Noting its historic access to capital, A.M. Best has put the ratings of Blue Bell, Pa.-based PMA Capital Corp. and its subsidiaries “under review,” noting its concern with the parent company’s ability to improve overall capitalization of it subsidiaries given what it sees as “limited financial flexibility.”
The ratings service placed the financial strength rating of A- (Excellent) and issuer credit rating of “a-” of PMA Capital’s subsidiaries PMA Insurance Group and its pooled members, Pennsylvania Manufacturers’ Association Insurance Company, Pennsylvania Manufacturers Indemnity Company and Manufacturers Alliance Insurance Company, under review with negative implications.

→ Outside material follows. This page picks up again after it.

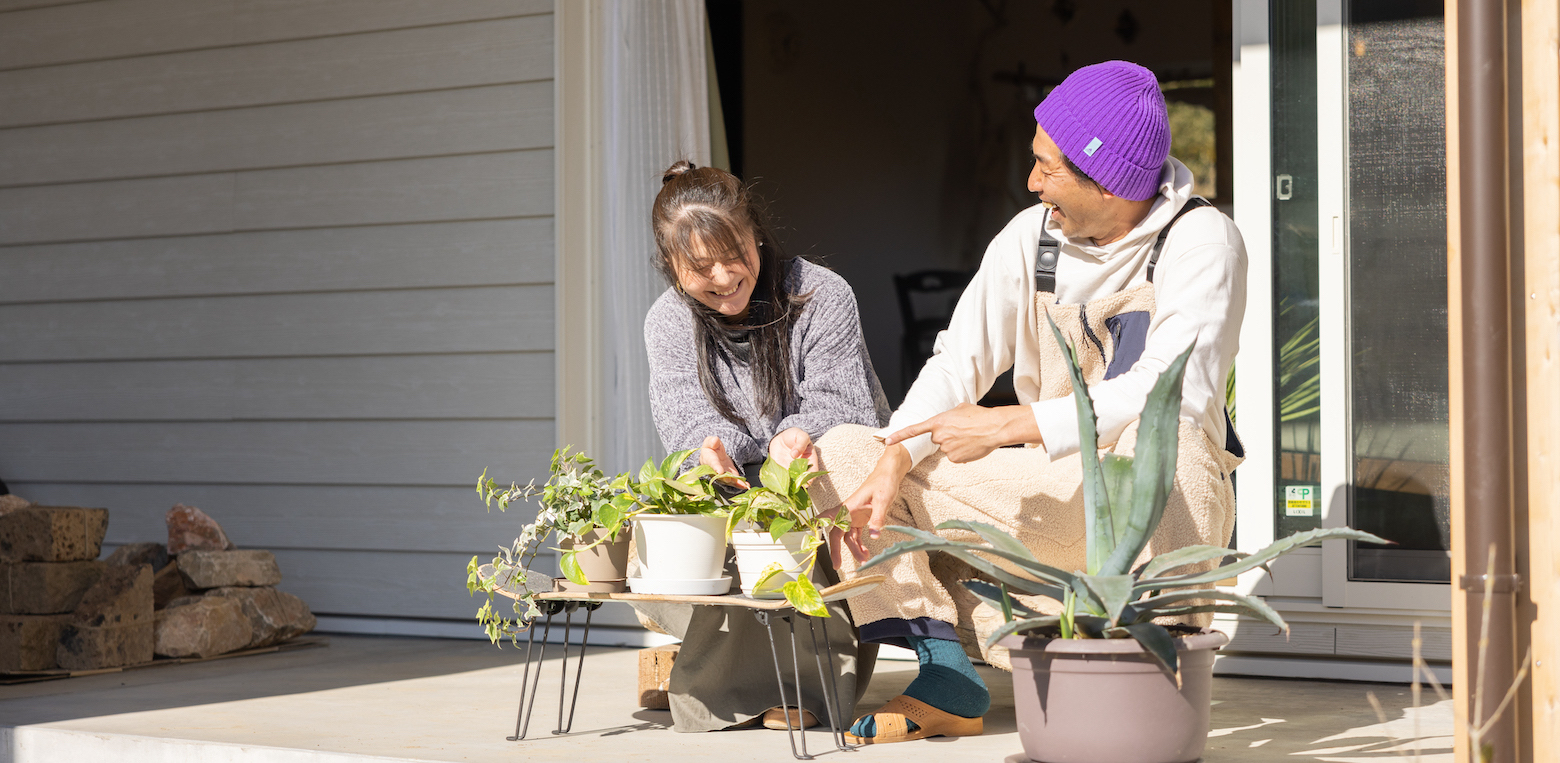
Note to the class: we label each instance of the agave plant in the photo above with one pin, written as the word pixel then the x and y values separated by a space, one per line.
pixel 1123 501
pixel 777 506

PMA Capital’s issuer credit rating of “bb” is also under review with negative implications.
In addition, the financial strength rating of C++ (Marginal) and issuer credit rating of “b” for PMA Capital Insurance Co. of Philadelphia, Pa., the run-off operations of PMA Capital, remain “under review with negative implications.”
These rating actions reflect the shortfall in overall capitalization at PMACIC, concern over the sale of the run-off operations and potential ongoing exposure to PMA Capital upon the sale closing, according to A.M. Best.
Additionally, the ratings service noted, while operating results have improved in each of the past five years and the capital at PMA is currently adequate for its rating level, risk-adjusted capital ratios have decreased in the past two years. This decrease is due to business growth in 2007 and an investment portfolio of unrealized losses at year-end 2008.
Furthermore, any negative deviations from projected underwriting or investment performance, including any further decline in valuations from its investment portfolio, could result in additional rating pressure, the ratings service said. All ratings will remain under review pending A.M. Best’s review of management’s plan to improve PMA’s overall capitalization and liquidity, the successful execution of the capital funding and resolution of the sale of PMACIC.
A.M. Best did note PMA Capital’s historic access to capital, but also deemed the company to have “limited financial flexibility” at the current time. It also noted tht the ongoing cost of interest payments on existing debt, combined with other holding company obligations and the potential future funding requirements more that offset PMA Capital’s current sources of income.